Secondly, users don't really get a choice. Users are fucked because browsers implement features like DRM and websites hard-depend on them. So the user is no longer choosing whether or not to enable DRM, but whether or not they can watch Netflix on their laptop. User agents should not put users in predicaments like this where they are forced to make choices against their own interests. This is one of those situations where nuance is necessary.
If Netflix doesn't work in the browser users aren't going to lean back in their chairs and think fondly of the freedom fighter jchw that protected them from working against their own interests, they are going to open Edge and watch Netflix.
No matter how much you opine the outcome is not going to change, the end users have spoken in what they want in their user agent.
> If Netflix doesn't work in the browser users aren't going to lean back in their chairs and think fondly of the freedom fighter jchw that protected them from working against their own interests, they are going to open Edge and watch Netflix.
Or maybe (hopefully) they download popcorn time instead
Yes... that's pretty much exactly what I said. Users will indeed just do what they need to do to watch Netflix, whether or not DRM is good for them or the web platform.
> Secondly, users don't really get a choice. Users are fucked because browsers implement features like DRM and websites hard-depend on them. So the user is no longer choosing whether or not to enable DRM, but whether or not they can watch Netflix on their laptop. User agents should not put users in predicaments like this where they are forced to make choices against their own interests. This is one of those situations where nuance is necessary.
That's why it shouldn't be a part of the web platform in the first place. Because we shouldn't force users to make choices against their own interests.
Here are some other examples of where we shouldn't force users to make choices against their own interests:
- Users should not have to give up their rights to be able to access legally-mandated warranty services or replacement parts.
- Users should not be forced to accept being tracked.
- Users should not be forced to forfeit their right to be a part of a class action lawsuit to use a product or service.
Try as you might, you're never going to convince anyone that the free market will just magically make all of the incentives align and make "the right choice", these are things that ultimately have to be solved with policy. The closest thing to "policy" on the web is standards, and W3C put EME in the standards despite widespread outcry, and that's why we're at where we're at.
Now the thing is, we have DRM in browsers, but we still don't have Web Environment Integrity, a complete and utter bastardization of the open web that would've made it cryptographically impossible for an open source browser to really meaningfully exist (since compiling it yourself would likely make it impossible for you to e.g. do banking or watch Twitch streams, since it would then fail attestation.) The reason we don't have WEI is because it was widely rejected by the community. Not because users made a choice.

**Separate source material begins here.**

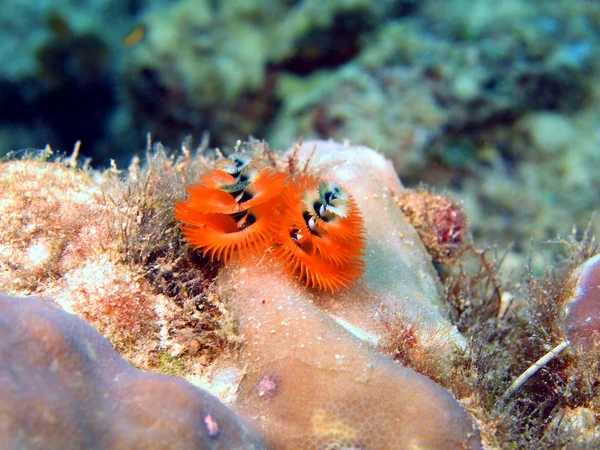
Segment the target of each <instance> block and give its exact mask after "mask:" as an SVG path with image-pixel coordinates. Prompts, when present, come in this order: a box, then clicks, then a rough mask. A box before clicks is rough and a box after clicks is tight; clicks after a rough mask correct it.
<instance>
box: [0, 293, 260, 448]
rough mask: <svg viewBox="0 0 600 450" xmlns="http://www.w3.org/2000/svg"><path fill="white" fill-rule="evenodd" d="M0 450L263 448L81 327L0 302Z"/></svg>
mask: <svg viewBox="0 0 600 450" xmlns="http://www.w3.org/2000/svg"><path fill="white" fill-rule="evenodd" d="M0 397H1V398H2V402H1V404H0V447H1V448H27V449H60V448H87V449H115V450H116V449H124V448H130V449H135V448H145V449H149V450H152V449H171V448H181V449H183V448H202V449H223V450H230V449H238V450H243V449H263V448H265V446H264V443H263V442H262V440H261V438H260V437H259V436H258V435H257V434H256V433H255V432H254V431H252V429H251V428H250V427H249V426H248V425H247V424H245V423H243V422H242V421H241V420H240V419H239V417H238V416H237V415H236V414H235V413H233V412H232V411H231V410H230V409H229V408H227V407H226V406H225V405H223V404H222V403H221V402H220V401H219V400H218V399H217V398H216V397H214V396H212V395H210V394H208V393H207V392H204V391H202V390H200V389H198V388H196V387H194V386H192V385H191V384H189V383H187V382H186V381H184V380H182V379H181V378H176V377H171V376H167V375H160V374H149V373H144V372H142V371H140V370H137V369H134V368H133V367H131V366H130V365H129V364H128V363H127V362H126V361H125V360H124V359H123V358H121V357H120V356H119V355H118V354H117V353H116V352H115V351H114V350H113V348H112V347H111V345H110V344H109V343H108V342H107V341H106V339H104V338H103V337H102V336H101V335H100V334H99V333H98V332H97V331H95V330H94V329H93V328H92V327H91V326H90V325H88V324H86V323H85V322H84V321H83V320H81V319H79V318H77V317H75V316H73V315H71V314H68V313H66V312H64V311H62V310H60V309H59V308H57V307H56V306H53V305H51V304H49V303H46V302H44V301H42V300H41V299H39V298H35V297H30V298H17V297H8V296H5V295H0Z"/></svg>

It's nice to think that you can just leave it to the users to pick and they'll always do the right thing, but at the end of the day most people don't have time to care about DRM or WEI. Most people are not technical and just simply don't have the capacity in their day to be concerned about things like that. That's why it's literally the job of people who do have that capacity to fight for the user's best interests and try to avoid users being put into positions where they are basically guaranteed to be fucked.
And frankly, we're not winning the fight.
(This is no different from anything else. The vast majority of people can't be expected to fight for e.g. free speech rights either; it's always going to be a minority of people who hold the line.)